AG Rostock, Az.: 47 C 415/14, Urteil vom 27.03.2015

1. Die Beklagte wird verurteilt, an den Kläger 134,96 € nebst Zinsen in Höhe von fünf Prozentpunkten über dem Basiszinssatz seit dem 27.05.2014 sowie 83,54 € nebst Zinsen in Höhe von fünf Prozentpunkten über dem Basiszinssatz seit dem 05.12.2014 zu zahlen.

Im Übrigen wird die Klage abgewiesen.

2. Der Kläger trägt die Kosten des Rechtsstreits.

3. Das Urteil ist vorläufig vollstreckbar.

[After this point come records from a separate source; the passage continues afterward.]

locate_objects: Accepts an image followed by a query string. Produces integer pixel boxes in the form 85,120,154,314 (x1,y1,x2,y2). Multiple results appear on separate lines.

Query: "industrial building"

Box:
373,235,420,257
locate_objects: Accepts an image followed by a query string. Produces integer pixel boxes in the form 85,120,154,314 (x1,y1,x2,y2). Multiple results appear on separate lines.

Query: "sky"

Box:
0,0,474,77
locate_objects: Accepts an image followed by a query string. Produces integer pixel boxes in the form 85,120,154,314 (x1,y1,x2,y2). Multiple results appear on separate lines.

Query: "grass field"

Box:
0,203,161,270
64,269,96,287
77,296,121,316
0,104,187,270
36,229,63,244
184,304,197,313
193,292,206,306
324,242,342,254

4. Der Kläger darf die Vollstreckung durch Sicherheitsleistung in Höhe von 110 % des zu vollstreckenden Betrages abwenden, wenn nicht die Beklagte vor der Vollstreckung Sicherheit in gleicher Höhe leistet.

Die Beklagte darf die Vollstreckung durch Sicherheitsleistung in Höhe von 110 % des zu vollstreckenden Betrages abwenden, wenn nicht der Kläger vor der Vollstreckung Sicherheit in gleicher Höhe leistet.

Tatbestand

Der Kläger fordert die Rückzahlung eines Reisepreises auf Grund einer Reisepreisminderung.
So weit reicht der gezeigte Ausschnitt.